Everyone who said that there was no way to prove this one way or the other was right. So for no reason at all, I’m going to try to prove to you that there is no way that Mickey Mantle was the fastest baseball player of all time.

The world record for the 100 meter dash was set in 1956 at 10.1 seconds. That record has been broken 10 times since then. It is now 9.79 seconds. Today’s record holder would have beat the world’s fastest man from the 50’s by about 6 feet. (i.e. it wouldn’t be a close race.)

The 43 fastest 100 meter dashes ever run were all run in the last 10 years. (Carl Lewis’s 9.92 second dash at the Seoul olympics in 1988 ties him for 44th with 12 other guys who ran in the last ten years which means that only 1 of the 56 fastest 100 meter dashes occured more than ten years ago.) The fastest 900 (at least, I couldn’t find any more info than that) of all time are all faster than than the fastest mark of the 50’s.

The assumption I’d like to make (I feel that it’s a safe assumption) is that baseball players have increased in speed over the years similar to track athletes.

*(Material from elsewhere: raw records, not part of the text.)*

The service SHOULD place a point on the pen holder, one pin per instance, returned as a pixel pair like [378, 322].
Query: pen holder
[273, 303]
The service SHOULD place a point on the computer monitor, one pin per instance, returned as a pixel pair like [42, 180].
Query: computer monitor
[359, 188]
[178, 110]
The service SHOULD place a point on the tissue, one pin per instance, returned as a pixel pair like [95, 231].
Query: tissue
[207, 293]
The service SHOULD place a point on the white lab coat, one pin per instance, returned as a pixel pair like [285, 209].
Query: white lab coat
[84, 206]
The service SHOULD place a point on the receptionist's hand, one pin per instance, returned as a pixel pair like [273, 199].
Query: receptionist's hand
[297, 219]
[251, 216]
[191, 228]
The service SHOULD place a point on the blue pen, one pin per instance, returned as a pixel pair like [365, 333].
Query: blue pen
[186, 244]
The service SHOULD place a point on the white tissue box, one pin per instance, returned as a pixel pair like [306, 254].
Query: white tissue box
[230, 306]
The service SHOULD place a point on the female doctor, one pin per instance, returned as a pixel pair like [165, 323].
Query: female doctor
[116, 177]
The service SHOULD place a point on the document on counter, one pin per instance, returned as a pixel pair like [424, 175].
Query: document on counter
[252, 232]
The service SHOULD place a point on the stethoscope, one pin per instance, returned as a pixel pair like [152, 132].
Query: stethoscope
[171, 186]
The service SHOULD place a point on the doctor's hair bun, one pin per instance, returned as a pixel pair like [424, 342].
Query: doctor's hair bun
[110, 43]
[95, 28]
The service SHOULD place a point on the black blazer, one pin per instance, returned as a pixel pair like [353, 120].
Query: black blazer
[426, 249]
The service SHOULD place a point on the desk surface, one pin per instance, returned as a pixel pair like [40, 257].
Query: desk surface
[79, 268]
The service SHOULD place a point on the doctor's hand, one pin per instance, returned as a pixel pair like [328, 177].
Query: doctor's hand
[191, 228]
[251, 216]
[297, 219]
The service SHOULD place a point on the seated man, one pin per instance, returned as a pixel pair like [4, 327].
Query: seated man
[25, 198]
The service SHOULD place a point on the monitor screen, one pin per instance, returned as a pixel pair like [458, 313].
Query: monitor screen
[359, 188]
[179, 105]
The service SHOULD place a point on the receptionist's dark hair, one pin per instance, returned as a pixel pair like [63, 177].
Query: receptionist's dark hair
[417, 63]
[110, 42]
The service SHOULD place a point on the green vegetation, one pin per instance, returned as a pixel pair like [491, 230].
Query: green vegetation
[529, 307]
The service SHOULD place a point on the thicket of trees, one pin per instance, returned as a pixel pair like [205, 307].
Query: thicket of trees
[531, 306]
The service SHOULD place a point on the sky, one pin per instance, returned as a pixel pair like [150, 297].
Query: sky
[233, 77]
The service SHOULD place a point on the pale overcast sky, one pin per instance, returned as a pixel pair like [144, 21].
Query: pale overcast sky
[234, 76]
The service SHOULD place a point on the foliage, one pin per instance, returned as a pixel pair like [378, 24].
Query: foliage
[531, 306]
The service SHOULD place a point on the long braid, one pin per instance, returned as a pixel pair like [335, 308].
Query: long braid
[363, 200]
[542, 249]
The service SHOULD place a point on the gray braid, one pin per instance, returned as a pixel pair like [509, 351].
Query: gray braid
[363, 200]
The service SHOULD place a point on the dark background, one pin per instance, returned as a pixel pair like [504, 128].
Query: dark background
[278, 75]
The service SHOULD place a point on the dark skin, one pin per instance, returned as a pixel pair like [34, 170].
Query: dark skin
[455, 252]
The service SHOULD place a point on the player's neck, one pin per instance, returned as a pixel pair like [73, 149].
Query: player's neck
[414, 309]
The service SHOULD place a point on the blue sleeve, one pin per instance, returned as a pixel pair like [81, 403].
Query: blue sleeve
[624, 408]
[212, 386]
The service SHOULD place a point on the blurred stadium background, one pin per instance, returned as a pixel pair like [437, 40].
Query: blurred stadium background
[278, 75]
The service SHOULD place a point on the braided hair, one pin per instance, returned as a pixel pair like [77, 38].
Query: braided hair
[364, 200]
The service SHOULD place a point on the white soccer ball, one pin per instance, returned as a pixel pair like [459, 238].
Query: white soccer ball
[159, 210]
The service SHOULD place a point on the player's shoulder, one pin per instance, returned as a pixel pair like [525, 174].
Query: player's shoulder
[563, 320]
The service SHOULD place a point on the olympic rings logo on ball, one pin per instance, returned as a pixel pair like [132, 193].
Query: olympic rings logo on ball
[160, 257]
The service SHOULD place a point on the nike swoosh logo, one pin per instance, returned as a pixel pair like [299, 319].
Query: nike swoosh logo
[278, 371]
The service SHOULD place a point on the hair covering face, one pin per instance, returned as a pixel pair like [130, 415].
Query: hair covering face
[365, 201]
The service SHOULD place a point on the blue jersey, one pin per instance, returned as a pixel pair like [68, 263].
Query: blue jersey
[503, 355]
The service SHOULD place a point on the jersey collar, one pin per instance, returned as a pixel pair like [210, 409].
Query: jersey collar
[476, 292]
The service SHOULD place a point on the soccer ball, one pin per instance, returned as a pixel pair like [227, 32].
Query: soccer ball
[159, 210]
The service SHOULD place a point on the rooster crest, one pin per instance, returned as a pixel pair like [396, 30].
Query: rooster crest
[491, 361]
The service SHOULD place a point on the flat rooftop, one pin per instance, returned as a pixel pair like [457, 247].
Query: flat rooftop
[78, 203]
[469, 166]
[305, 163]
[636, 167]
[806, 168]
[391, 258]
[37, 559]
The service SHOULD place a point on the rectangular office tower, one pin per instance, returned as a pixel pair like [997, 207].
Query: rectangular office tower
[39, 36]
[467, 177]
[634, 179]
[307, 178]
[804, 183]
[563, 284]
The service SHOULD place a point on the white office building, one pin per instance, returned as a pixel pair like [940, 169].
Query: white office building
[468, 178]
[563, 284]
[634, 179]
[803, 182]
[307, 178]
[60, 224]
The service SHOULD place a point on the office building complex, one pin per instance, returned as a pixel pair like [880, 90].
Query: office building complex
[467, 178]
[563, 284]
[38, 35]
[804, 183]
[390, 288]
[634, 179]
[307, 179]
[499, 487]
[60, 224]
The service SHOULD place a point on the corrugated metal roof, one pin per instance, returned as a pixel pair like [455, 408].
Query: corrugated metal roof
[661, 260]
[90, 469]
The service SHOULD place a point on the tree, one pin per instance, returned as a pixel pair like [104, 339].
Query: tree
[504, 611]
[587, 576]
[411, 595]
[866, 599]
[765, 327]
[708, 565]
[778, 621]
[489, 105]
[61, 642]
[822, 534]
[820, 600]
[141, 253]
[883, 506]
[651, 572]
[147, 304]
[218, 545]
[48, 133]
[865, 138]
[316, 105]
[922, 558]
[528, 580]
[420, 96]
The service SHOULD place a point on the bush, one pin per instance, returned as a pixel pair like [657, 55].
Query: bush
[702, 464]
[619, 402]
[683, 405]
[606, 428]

Therefore I believe that the fastest baseball player of all time is either playing right now or played fairly reccently.

Additionally, I have a lot of trouble believing that Mickey Mantle in his prime could run faster than Deion Sanders in his prime, and I’m sure Deion was never the fastest man in baseball.

Mantle was able to outrun a drag bunt to first from the left side and was timed at 3.1 sec home to first.he was almost never thrown out stealing and led numerous double steals by swiping third base when the circumstance called for it. I saw him hit a ball over the thirty flot high 461 ft sign in the bleachers. It landed 25 rows back, at least fifty ft over the fence. The opposing center fielder looked up and said, “Holy Shit !” I was at the game sitting there. Many other homers of his left the ballparks and landed in parking lots or adjoining roads and houses. His power and speed has not been equaled by modern players. It’s no myth, I was there "

Moved to the Game Room from General Questions, which didn’t exist when this thread was started in 2001.

Colibri
General Questions Moderator

Mantle averaged 80.1% career. 55th on the list. He didn’t really steal enough to make a difference. 153-38 career.

Mantle had 6 inside the park home runs during his career. If there are videos of any one of them, you could time his running and compare to other players running during an ITPHR.